The companion reports, produced in collaboration with the American Clean Power Association and the Solar Energy Industries Association, address the critical need for PJM, MISO, and other regional grid operators to create a level playing field for all resources. That includes ensuring that energy and ancillary service market rules allow renewable and battery storage resources to provide and be compensated for all of their reliability services, and also removing rules that unintentionally subsidise inflexible resources.
“In addition to reducing harmful carbon emissions, renewable energy and storage technologies offer a host of benefits to the grid that can improve system operations, but they must be given a chance to fairly compete” said ACORE President and CEO Gregory Wetstone. “A well-designed, technology-neutral market will help create a level playing field and enable a reliable and efficient transition to clean power.”

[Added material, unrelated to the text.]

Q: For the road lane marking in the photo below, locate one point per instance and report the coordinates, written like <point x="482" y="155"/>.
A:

The reports offer the following recommendations for reforms that both MISO and PJM can implement:
Use markets to reduce out-of-market actions and ensure that the market rules do not reward resources for their inflexibility.
Increase energy market price caps to better reflect the value of reliability and incentivise real-time performance and flexibility.

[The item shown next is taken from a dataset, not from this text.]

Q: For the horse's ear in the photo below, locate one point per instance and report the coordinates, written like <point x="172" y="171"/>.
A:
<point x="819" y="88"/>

Improve market transparency and efficiency by using more direct mechanisms to counter market power.
Improve transmission utilisation both within PJM and MISO, and at seams with neighbouring grid operators, to decrease congestion costs, curtailment, and market power.
In addition, the reports recommend steps to reduce over-procurement in PJM’s capacity market to strengthen energy market price signals, and suggest reforming MISO’s voluntary capacity market to better incentivise performance and flexibility.
“Markets are powerful tools, but they have to be designed properly to incentivise resources to provide needed reliability services” added Michael Goggin, Vice President at Grid Strategies and author of the reports. “Renewable and battery storage resources greatly exceed the capabilities of conventional generators for providing a range of reliability services, but market reforms are needed to unleash their potential.”
While the papers primarily focus on reforms for PJM and MISO, many of the recommendations are broadly applicable in all regions. The Federal Energy Regulatory Commission has initiated a proceeding, Modernising Electricity Market Design, to further explore this critical issue.